I know Brinker had a big following until his debacle in late 2000 with that QQQ call. At the time his aggressive model portfolio was 65% cash, and he recommended sinkng 30-50% of the cash into QQQ at about 83 for a countertrend rally. As far as I know, that trade has never been closed. He made that call at the height of his popularity, and it cost a lot of people (I know some) a lot of money.
http://www.siliconinvestor.com/stocktalk/msg.gsp?msgid=14593169
However, Rydex Ursa (1x inverse SP500) has an excellent record on slipppage. They've actually had consistently NEGATIVE slippage, somehow they manage to make more interest on cash deposits than what they lose on options slippage (or whatever they use).
"One year subscription, $120 US. Check or money order to The High-Tech Strategist, payable on a US bank. Three month trial $50 US. Fax delivery available for an additional charge of $30 to the US. Please send name, address and payment to:
The High-Tech Strategist
PO Box 3133
Nashua NH 03061-3133"
Hickey never distributes his letter except by hard-copy. Probably the best $120 I've spent this year.
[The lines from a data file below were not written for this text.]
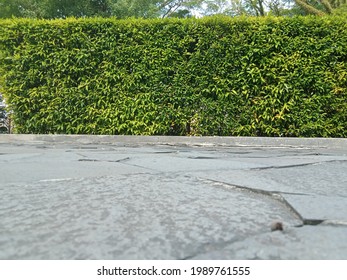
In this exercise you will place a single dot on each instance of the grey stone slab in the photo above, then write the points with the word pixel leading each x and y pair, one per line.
pixel 304 243
pixel 123 197
pixel 319 207
pixel 127 217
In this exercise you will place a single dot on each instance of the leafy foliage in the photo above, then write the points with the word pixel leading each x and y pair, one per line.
pixel 210 76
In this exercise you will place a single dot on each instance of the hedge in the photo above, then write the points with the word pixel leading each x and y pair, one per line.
pixel 211 76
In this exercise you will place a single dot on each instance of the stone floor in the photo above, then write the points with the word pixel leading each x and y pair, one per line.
pixel 172 198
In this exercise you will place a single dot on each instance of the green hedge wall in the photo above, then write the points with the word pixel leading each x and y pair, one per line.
pixel 210 76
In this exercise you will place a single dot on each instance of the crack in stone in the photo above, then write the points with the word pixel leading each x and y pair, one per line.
pixel 274 195
pixel 296 165
pixel 100 160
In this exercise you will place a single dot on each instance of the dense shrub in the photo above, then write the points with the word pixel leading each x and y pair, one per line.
pixel 210 76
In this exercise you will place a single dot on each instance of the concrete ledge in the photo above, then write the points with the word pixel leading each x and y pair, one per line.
pixel 126 140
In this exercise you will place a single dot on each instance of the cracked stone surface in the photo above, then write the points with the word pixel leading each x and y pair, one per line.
pixel 80 201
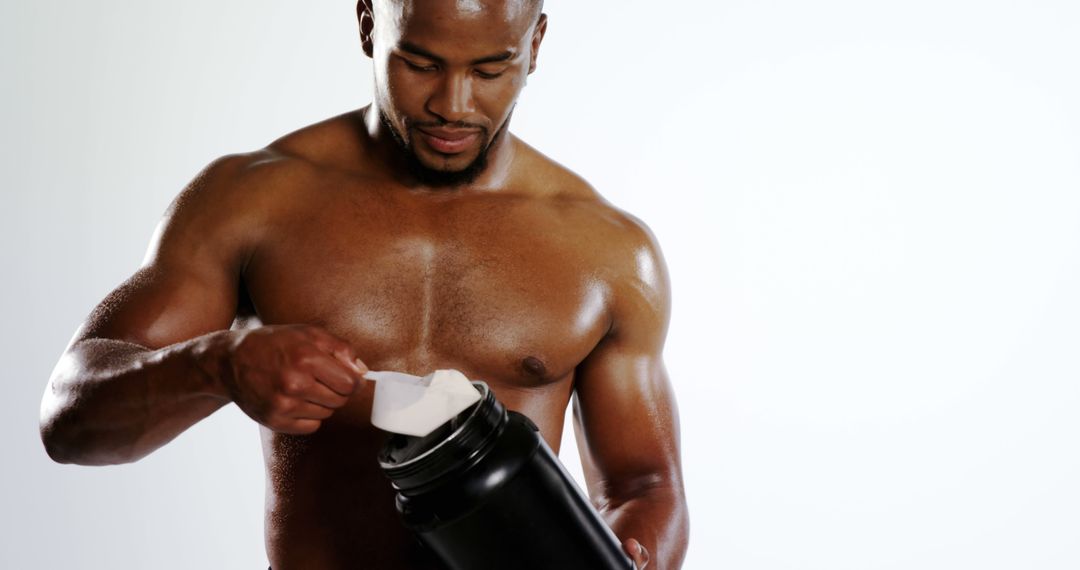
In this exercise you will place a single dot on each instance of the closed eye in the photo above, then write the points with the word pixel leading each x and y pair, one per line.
pixel 418 67
pixel 488 75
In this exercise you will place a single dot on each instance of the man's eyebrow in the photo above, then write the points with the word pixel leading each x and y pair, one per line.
pixel 416 50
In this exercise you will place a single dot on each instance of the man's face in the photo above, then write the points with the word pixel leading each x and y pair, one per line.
pixel 447 75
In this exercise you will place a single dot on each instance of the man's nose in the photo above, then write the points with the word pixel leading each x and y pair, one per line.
pixel 454 100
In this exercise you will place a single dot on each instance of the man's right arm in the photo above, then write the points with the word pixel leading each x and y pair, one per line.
pixel 157 355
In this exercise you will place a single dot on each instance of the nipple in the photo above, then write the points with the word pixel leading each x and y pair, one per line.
pixel 535 366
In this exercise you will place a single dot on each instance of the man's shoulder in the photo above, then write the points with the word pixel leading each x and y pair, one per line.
pixel 591 209
pixel 624 243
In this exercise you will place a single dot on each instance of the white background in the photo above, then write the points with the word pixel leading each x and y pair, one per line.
pixel 871 212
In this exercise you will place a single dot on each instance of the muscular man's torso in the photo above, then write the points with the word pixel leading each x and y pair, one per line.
pixel 510 286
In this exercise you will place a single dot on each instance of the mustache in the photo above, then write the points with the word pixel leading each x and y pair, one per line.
pixel 454 124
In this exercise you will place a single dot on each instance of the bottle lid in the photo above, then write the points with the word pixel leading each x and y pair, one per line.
pixel 414 462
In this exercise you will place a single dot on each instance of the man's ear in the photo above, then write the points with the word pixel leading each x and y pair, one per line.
pixel 365 15
pixel 538 32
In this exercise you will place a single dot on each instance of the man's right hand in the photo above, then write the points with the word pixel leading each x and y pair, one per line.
pixel 288 378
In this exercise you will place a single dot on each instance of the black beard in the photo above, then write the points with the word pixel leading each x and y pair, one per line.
pixel 431 176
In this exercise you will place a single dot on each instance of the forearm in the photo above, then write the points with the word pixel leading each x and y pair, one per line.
pixel 112 402
pixel 657 517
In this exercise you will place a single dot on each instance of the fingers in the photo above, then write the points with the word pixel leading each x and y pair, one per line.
pixel 637 553
pixel 331 372
pixel 339 349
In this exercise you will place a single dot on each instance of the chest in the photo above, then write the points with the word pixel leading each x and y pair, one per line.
pixel 508 290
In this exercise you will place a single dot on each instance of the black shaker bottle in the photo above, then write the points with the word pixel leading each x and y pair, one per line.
pixel 485 491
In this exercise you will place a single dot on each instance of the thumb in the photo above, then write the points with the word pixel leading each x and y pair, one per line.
pixel 637 552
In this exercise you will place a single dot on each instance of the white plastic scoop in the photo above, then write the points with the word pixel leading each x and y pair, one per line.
pixel 415 405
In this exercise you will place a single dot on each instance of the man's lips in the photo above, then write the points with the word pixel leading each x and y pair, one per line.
pixel 449 140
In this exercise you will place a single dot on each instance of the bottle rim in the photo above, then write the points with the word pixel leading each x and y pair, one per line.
pixel 469 438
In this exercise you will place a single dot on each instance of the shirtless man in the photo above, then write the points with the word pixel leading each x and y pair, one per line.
pixel 413 234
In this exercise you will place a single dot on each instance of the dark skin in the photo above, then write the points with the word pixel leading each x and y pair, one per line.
pixel 279 276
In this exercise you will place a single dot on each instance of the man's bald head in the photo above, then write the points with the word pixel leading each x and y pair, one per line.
pixel 534 8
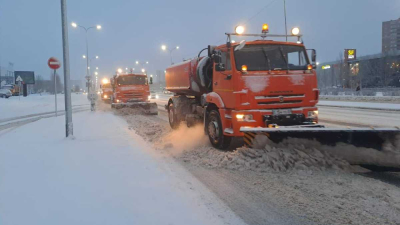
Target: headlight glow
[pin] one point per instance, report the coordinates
(313, 114)
(244, 118)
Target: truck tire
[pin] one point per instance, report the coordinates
(173, 117)
(215, 132)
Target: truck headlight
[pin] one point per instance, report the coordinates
(244, 118)
(313, 114)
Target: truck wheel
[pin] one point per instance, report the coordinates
(215, 132)
(172, 117)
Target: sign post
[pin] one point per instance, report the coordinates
(54, 64)
(19, 80)
(67, 85)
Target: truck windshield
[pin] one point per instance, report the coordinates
(106, 85)
(271, 57)
(132, 80)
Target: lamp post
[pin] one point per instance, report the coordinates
(86, 29)
(165, 48)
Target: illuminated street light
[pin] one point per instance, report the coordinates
(295, 31)
(164, 48)
(98, 27)
(239, 29)
(105, 81)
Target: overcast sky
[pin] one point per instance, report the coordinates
(30, 30)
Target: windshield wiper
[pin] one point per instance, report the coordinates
(283, 56)
(267, 58)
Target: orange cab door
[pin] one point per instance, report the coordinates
(223, 81)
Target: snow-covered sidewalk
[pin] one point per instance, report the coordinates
(32, 104)
(106, 175)
(361, 105)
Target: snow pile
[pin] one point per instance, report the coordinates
(391, 99)
(292, 154)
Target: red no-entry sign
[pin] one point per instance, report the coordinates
(53, 63)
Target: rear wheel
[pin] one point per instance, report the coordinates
(172, 117)
(215, 132)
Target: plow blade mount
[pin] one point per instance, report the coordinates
(147, 107)
(367, 145)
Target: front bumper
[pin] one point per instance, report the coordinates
(266, 118)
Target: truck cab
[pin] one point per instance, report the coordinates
(106, 91)
(263, 84)
(129, 88)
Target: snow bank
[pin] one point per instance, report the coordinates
(105, 175)
(392, 99)
(362, 105)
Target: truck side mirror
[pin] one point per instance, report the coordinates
(314, 56)
(210, 50)
(219, 67)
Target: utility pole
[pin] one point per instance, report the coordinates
(67, 85)
(284, 8)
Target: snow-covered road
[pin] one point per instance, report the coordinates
(106, 175)
(341, 113)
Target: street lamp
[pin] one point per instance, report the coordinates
(164, 48)
(86, 29)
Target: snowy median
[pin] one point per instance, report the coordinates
(105, 175)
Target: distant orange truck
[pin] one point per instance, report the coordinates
(132, 90)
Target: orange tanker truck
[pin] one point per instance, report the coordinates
(132, 90)
(257, 87)
(106, 90)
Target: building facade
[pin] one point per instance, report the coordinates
(371, 71)
(391, 36)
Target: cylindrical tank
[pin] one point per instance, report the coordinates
(192, 77)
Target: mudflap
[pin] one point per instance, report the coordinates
(369, 143)
(149, 108)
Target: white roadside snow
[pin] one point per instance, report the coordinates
(105, 175)
(20, 106)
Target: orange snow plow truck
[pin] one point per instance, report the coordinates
(260, 87)
(132, 90)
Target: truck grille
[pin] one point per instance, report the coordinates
(133, 96)
(280, 99)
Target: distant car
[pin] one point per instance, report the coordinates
(153, 95)
(5, 93)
I only pay money for 5 gurus nowadays: Fred Hickey, Fleck at realmoney.com, Sy Harding at www.streetsmartreport.com, Michail Shadkin at traderpulse.com, and now $80 for Zeev at investorshub.com.
LOL, Fred Hickey's 7/4 letter was 8 pages of deep bearishness, and you managed to quote the only slightly bullish paragraphs in it.
How about these quotes:
"Unless there's an explosion in PC demand in Q3 (a highly unlikely outcome at this point), there's NO chance that Intel will be able to make the second half earnings estimates. In two weeks they'l have to guide lower."
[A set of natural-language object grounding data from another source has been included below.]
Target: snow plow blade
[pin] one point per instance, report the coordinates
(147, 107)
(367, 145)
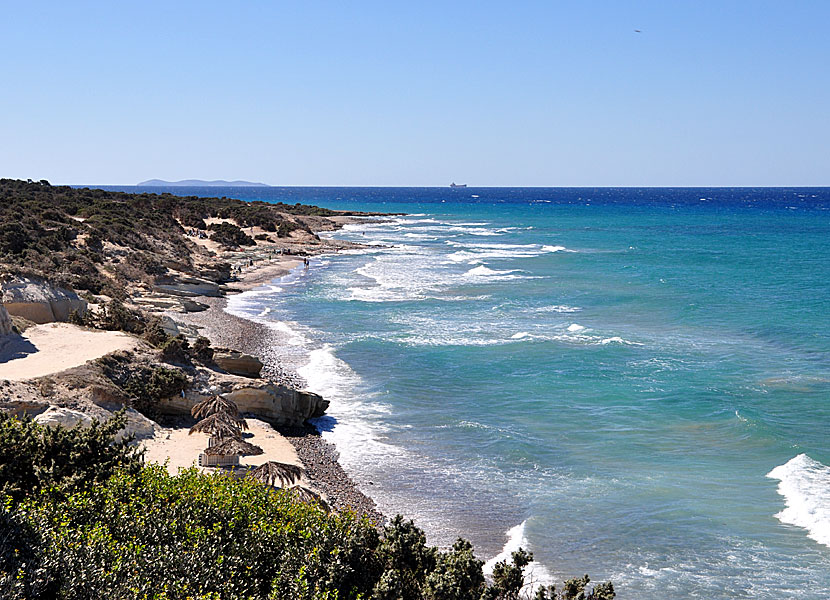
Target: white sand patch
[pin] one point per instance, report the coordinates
(54, 347)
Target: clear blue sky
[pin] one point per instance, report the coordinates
(417, 93)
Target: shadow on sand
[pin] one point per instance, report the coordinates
(14, 347)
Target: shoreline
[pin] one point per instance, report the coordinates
(319, 457)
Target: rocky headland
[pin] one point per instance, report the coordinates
(96, 317)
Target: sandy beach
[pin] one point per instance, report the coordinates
(303, 446)
(54, 347)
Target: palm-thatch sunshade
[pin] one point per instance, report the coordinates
(273, 472)
(220, 425)
(213, 405)
(303, 494)
(234, 447)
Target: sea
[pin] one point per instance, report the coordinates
(629, 383)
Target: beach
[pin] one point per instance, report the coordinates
(318, 457)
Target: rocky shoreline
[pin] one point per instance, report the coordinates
(323, 470)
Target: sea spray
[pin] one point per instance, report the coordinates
(535, 573)
(805, 486)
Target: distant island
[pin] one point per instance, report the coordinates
(200, 183)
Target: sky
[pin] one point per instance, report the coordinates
(707, 93)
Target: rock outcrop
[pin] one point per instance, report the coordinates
(274, 403)
(137, 426)
(39, 301)
(187, 286)
(237, 363)
(56, 416)
(5, 322)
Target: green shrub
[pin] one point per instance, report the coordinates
(35, 459)
(176, 350)
(115, 316)
(145, 385)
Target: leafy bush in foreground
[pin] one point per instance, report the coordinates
(35, 459)
(141, 533)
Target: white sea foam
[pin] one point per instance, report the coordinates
(805, 486)
(475, 252)
(535, 572)
(558, 308)
(482, 271)
(358, 427)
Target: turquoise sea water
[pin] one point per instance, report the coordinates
(630, 383)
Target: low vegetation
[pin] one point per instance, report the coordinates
(80, 518)
(95, 240)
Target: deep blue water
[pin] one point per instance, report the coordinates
(633, 383)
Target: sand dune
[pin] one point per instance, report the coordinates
(54, 347)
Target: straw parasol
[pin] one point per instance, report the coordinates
(220, 425)
(213, 405)
(272, 472)
(303, 494)
(234, 447)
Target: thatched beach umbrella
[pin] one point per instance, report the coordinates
(220, 425)
(234, 447)
(213, 405)
(303, 494)
(272, 472)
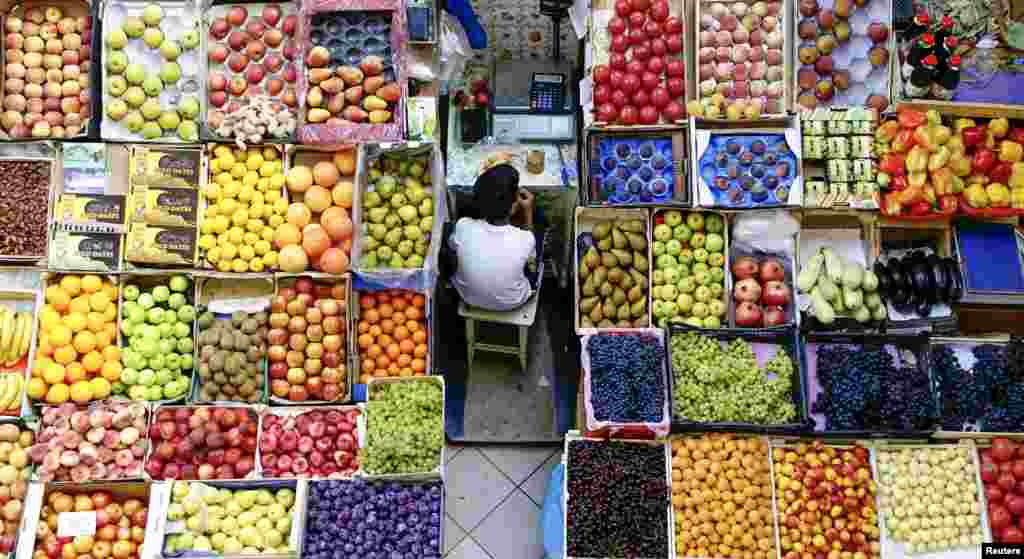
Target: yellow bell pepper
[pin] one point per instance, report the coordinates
(939, 159)
(1011, 151)
(916, 160)
(961, 124)
(999, 127)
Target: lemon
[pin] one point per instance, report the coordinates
(58, 393)
(99, 387)
(72, 285)
(53, 373)
(36, 388)
(254, 160)
(81, 391)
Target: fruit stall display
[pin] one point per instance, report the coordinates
(741, 60)
(77, 355)
(843, 51)
(747, 170)
(866, 385)
(640, 73)
(318, 230)
(308, 340)
(253, 58)
(232, 518)
(392, 335)
(353, 66)
(203, 442)
(404, 427)
(48, 71)
(397, 215)
(117, 527)
(15, 440)
(158, 343)
(410, 516)
(102, 441)
(152, 70)
(613, 251)
(689, 283)
(323, 442)
(699, 465)
(615, 495)
(734, 380)
(242, 206)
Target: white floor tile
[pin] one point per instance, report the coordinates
(454, 534)
(537, 485)
(517, 462)
(513, 531)
(468, 550)
(474, 487)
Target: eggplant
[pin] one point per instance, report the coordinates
(938, 271)
(882, 272)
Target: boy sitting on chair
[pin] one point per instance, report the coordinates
(493, 255)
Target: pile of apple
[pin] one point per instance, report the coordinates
(120, 526)
(14, 474)
(1003, 475)
(307, 341)
(203, 443)
(252, 55)
(760, 292)
(646, 45)
(317, 443)
(349, 94)
(46, 91)
(108, 441)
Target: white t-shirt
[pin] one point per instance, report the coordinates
(492, 263)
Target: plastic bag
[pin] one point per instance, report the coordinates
(455, 50)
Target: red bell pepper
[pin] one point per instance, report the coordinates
(911, 119)
(893, 164)
(948, 205)
(921, 208)
(974, 135)
(1001, 172)
(983, 161)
"I've been hearing persistent reports of a growing cell phone inventory problem, particularly in Asia. Texas Instruments has been a beneficiary of the inventory buildup. Second half results will likely be hurt. A warning ... could come on 7/22."
"Business at Cisco turned down significantly in recent weeks according to my sources. Juniper is likely to miss the quarter's estimates and guide lower for the remainder of the year. The whole networking equipment market has taken a sharp turn for the worse in recent weeks."
"Renewed weakness in all major semiconductor end markets has even begun to impact the order flow of the Taiwanese foundry giants, UMC and TSMC. I'm told that UMC will likely announce capital spending cutbacks within the next couple of weeks."
"Even with another massive IBM restructuring charge and thousands of layoffs, IBM's second half and 2003 estimates are a joke. They have to come down".
Given Hickey's excellent track record the past 2 years, I would NOT advise going long any tech the next couple of weeks. If Hickey's right, it could be nasty.